После поражения революции 1848–1849 гг. наступил момент, когда становилось все более и более невозможным воздействовать на Германию из-за границы; тогда наша партия предоставила поле эмигрантских склок вульгарной демократии, ибо склоки остались единственно возможным действием. И в то время как вульгарная демократия с удовольствием занималась этими склоками, сегодня затевая потасовку, чтобы завтра начать братание, а послезавтра снова стирать свое грязное белье перед всем миром, в то время как эта вульгарная демократия выклянчивала себе деньги по всей Америке, чтобы тотчас после этого учинить новый скандал по поводу дележа нескольких добытых талеров, — наша партия была рада тому, что снова обрела некоторое спокойствие для научных занятий. Ее огромное преимущество состояло в том, что она имела в качестве теоретической основы новое научное мировоззрение, разработка которого доставила ей вполне достаточно занятий. Уже по одному этому она не могла так низко пасть, как «великие мужи» эмиграции.
Первым плодом этих исследований является лежащая перед нами книга.
II
В сочинении, подобном тому, которое лежит перед нами, не может быть и речи о простой критике отдельных, оторванных друг от друга положений политической экономии, об обособленном рассмотрении тех или других спорных экономических вопросов. Напротив, это сочинение с самого начала построено на систематическом охвате всего комплекса экономических наук, на связном изложении законов буржуазного производства и буржуазного обмена. А так как экономисты являются не чем иным, как толкователями и апологетами этих законов, то это изложение является в то же время критикой всей экономической литературы.
Со времени смерти Гегеля вряд ли была сделана хотя бы одна попытка развить какую-нибудь науку в ее собственной, внутренней связи. Официальная гегелевская школа усвоила себе из диалектики учителя только манипуляции простейшими приемами, которые она применяла всюду и везде, и к тому же часто до смешного неуклюже. Все наследие Гегеля ограничивалось для этой школы простым шаблоном, при помощи которого строилась любая тема, и списком слов и оборотов, годных только для того, чтобы вовремя вставлять их там, где не хватало мыслей и положительных знаний. Таким образом, получилось, как сказал один боннский профессор, что эти гегельянцы смыслили кое-что в «ничем», а писать могли обо «всем». Так это, конечно, и было. Однако у этих господ, несмотря на все их самомнение, настолько сильно было сознание собственной слабости, что они старались держаться по возможности дальше от больших задач; старая, рутинная наука удерживала свои позиции благодаря превосходству в положительных знаниях. И только когда Фейербах объявил несостоятельной умозрительную идею, гегельянство постепенно угасло, и стало казаться, что в науке снова началось царство старой метафизики с ее неподвижными категориями.
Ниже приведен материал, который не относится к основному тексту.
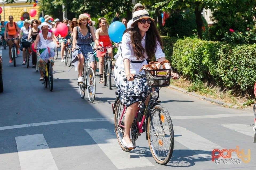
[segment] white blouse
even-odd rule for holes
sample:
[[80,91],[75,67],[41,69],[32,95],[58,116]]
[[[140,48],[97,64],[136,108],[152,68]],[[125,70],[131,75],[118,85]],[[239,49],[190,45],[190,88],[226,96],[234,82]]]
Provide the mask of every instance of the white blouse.
[[[141,40],[141,44],[142,46],[144,48],[145,44],[146,36],[146,35],[145,34]],[[135,56],[130,42],[130,34],[128,33],[126,33],[123,36],[122,38],[122,45],[121,46],[122,56],[121,55],[119,56],[116,63],[116,64],[118,65],[119,69],[124,71],[125,71],[125,70],[123,65],[123,60],[127,58],[130,61],[137,60],[137,57]],[[158,42],[157,43],[156,49],[156,50],[155,54],[155,55],[156,59],[157,61],[159,58],[164,57],[165,55],[165,53],[163,52],[161,46]],[[130,70],[131,73],[137,74],[139,73],[139,70],[143,66],[143,65],[147,64],[146,59],[148,57],[145,53],[144,54],[144,56],[145,57],[145,59],[144,59],[145,60],[142,63],[130,63]],[[141,59],[141,61],[143,60],[144,60]]]

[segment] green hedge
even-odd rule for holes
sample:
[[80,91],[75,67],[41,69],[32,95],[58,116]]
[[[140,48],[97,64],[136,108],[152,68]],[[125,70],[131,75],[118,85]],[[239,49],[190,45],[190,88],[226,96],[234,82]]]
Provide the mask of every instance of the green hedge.
[[173,38],[168,39],[163,39],[166,58],[173,67],[191,80],[212,80],[223,87],[235,87],[237,91],[253,88],[256,82],[256,45],[225,44],[190,38],[174,43]]

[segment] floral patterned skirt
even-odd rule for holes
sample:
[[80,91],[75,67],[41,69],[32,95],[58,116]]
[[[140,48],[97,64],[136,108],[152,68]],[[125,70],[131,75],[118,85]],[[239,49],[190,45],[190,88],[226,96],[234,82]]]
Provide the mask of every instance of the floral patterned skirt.
[[147,86],[145,77],[133,81],[124,81],[125,72],[119,69],[116,65],[114,75],[119,99],[127,107],[141,101],[146,94]]
[[[39,70],[41,70],[43,71],[45,71],[45,65],[46,64],[46,62],[41,58],[40,57],[40,53],[39,51],[37,52],[37,65],[38,66],[38,69]],[[49,61],[51,62],[51,64],[52,66],[53,66],[54,65],[54,61],[53,61],[53,57],[50,57],[49,58]]]

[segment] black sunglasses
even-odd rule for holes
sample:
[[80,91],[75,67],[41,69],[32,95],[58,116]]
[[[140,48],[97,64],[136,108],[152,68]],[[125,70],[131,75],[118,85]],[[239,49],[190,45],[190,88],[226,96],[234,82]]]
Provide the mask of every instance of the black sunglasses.
[[151,20],[149,18],[146,20],[145,19],[142,19],[139,21],[139,22],[141,23],[141,24],[144,24],[146,23],[146,21],[147,21],[147,23],[148,24],[150,24],[151,23]]

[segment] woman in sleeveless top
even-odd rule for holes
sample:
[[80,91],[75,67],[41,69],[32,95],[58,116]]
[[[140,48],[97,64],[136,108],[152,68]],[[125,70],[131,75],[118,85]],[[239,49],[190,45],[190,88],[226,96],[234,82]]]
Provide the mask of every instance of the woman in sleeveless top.
[[[99,25],[100,28],[96,30],[95,36],[96,38],[99,40],[100,42],[103,43],[103,46],[108,47],[111,46],[111,42],[108,33],[108,28],[107,27],[107,24],[106,19],[105,18],[101,18],[99,20]],[[94,46],[94,48],[97,47]],[[103,52],[98,51],[97,52],[96,57],[99,59],[99,73],[100,79],[99,82],[102,83],[103,82],[103,63],[104,59],[103,57],[106,52],[106,49],[105,49]],[[112,49],[109,48],[107,49],[107,52],[109,55],[110,56],[111,61],[113,58],[113,53],[112,52]]]
[[[17,38],[18,37],[17,33],[19,31],[19,29],[15,22],[13,22],[13,17],[11,15],[9,16],[9,20],[10,22],[5,25],[5,40],[7,40],[7,39],[10,39],[12,38]],[[7,36],[7,32],[8,35]],[[18,40],[15,40],[14,43],[15,44],[15,46],[17,50],[17,54],[19,54],[18,45]],[[9,57],[10,60],[9,61],[9,63],[13,62],[11,59],[11,47],[13,45],[13,41],[8,41],[8,45],[9,45]]]
[[52,27],[51,25],[46,22],[42,23],[38,27],[38,28],[41,29],[42,31],[37,36],[35,42],[34,48],[36,49],[37,47],[39,48],[39,50],[37,52],[37,56],[38,68],[41,75],[39,79],[40,81],[43,80],[43,73],[45,71],[46,62],[50,61],[52,66],[53,65],[54,62],[53,57],[55,55],[55,48],[58,46],[53,36],[53,33],[48,32],[48,29]]
[[[37,27],[38,26],[38,21],[36,19],[34,19],[31,21],[31,29],[29,30],[29,32],[27,40],[29,40],[31,37],[33,42],[35,41],[37,36],[39,33],[39,29]],[[31,47],[31,46],[30,47]],[[37,53],[32,50],[32,65],[33,66],[32,68],[35,68],[35,65],[37,64]]]
[[[86,14],[80,15],[77,21],[79,26],[75,27],[73,30],[72,44],[73,46],[72,47],[72,51],[76,48],[80,48],[79,50],[75,51],[72,53],[72,62],[74,63],[74,65],[76,66],[76,68],[77,66],[78,69],[78,78],[77,82],[78,83],[82,82],[83,81],[83,78],[82,77],[83,69],[83,64],[84,58],[87,57],[87,56],[84,56],[81,52],[85,53],[89,52],[93,52],[90,45],[91,43],[91,39],[89,30],[95,44],[97,46],[99,45],[99,42],[95,37],[93,28],[91,26],[89,26],[88,24],[88,21],[90,20],[90,17]],[[77,35],[78,28],[78,33]],[[75,44],[75,45],[74,45]],[[90,66],[94,70],[94,57],[93,55],[91,55],[89,57],[90,57]]]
Это явление имело свою естественную причину. После режима гегелевских диадохов[300], приведшего к господству пустой фразы, естественно наступила эпоха, в которой положительное содержание науки снова возобладало над ее формальной стороной. В это время Германия набросилась с совершенно исключительной энергией на естественные науки, что соответствовало ее мощному буржуазному развитию со времени 1848 года; и по мере того как стали входить в моду эти науки, в которых спекулятивное направление никогда не играло сколько-нибудь значительной роли, снова распространилась также и старая метафизическая манера мышления, вплоть до самой крайней вольфовской пошлости. Гегель был забыт, развился новый естественно-научный материализм, который теоретически почти ничем не отличается от материализма XVIII века и имеет перед последним большей частью только то преимущество, что располагает более богатым, естественно-научным, в особенности химическим и физиологическим материалом. Крайне плоское воспроизведение этого ограниченного филистерского способа мышления докантовского периода мы находим у Бюхнера и Фогта; и даже Молешотт, который клянется Фейербахом, каждую минуту забавнейшим образом запутывается в самых простых категориях. Неповоротливый тяжеловоз обыденного буржуазного рассудка, конечно, останавливается в замешательство перед рвом, отделяющим сущность от явления, причину от следствия. Но когда собираются на охоту с гончими по чрезвычайно пересеченной местности абстрактного мышления, тогда как раз нельзя садиться на тяжеловоза.